For a moment Loretta stood irresolute, then of a sudden she began to shiver like one seized with an ague. She regarded them distractedly with staring eyes, and throwing up her hands, fell forward on her face in convulsive delirium. Constance rushed to her side; the two women raised her and laid her on the bed. Mrs. Wilson's maid was aroused, and a physician communicated with by telephone. He came within an hour and prescribed the necessary treatment. He said that the patient's system was saturated with cocaine, but intimated that she would probably recover from this attack.

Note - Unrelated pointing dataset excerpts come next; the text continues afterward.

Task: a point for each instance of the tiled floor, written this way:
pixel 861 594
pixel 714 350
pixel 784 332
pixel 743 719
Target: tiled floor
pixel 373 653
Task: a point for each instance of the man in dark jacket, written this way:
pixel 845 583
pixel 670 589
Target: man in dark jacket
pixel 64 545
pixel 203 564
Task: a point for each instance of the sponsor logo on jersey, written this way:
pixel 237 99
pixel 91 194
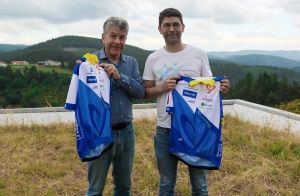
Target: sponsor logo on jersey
pixel 190 94
pixel 210 88
pixel 206 99
pixel 206 106
pixel 191 101
pixel 91 79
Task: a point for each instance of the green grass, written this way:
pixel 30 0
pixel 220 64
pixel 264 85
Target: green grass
pixel 42 160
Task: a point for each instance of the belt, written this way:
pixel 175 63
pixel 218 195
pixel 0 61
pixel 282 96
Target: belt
pixel 120 126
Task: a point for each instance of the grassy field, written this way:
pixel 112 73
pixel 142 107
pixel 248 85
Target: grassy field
pixel 42 160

After the doctor had gone and Loretta had been removed to her own room, Mrs. Wilson and Constance watched by the side of the sufferer, whose low moaning was the sole disturber of the stillness of the breaking dawn. Each was lost in her own secret thoughts. The cruel finger-marks on Mrs. Wilson's neck burned painfully, but the words of her mad critic had seared her soul. For the moment social truth seemed sadly remote. She reflected mournfully but humbly that ever and anon proud man and his systems are held up to derision by the silent forces of nature. When the darkness had faded so that they could discern each other's faces, she arose, and sitting down beside Constance on the sofa drew her toward her and kissed her. Was it in acknowledgment that she had saved her life, or as a symbol of a broader faith?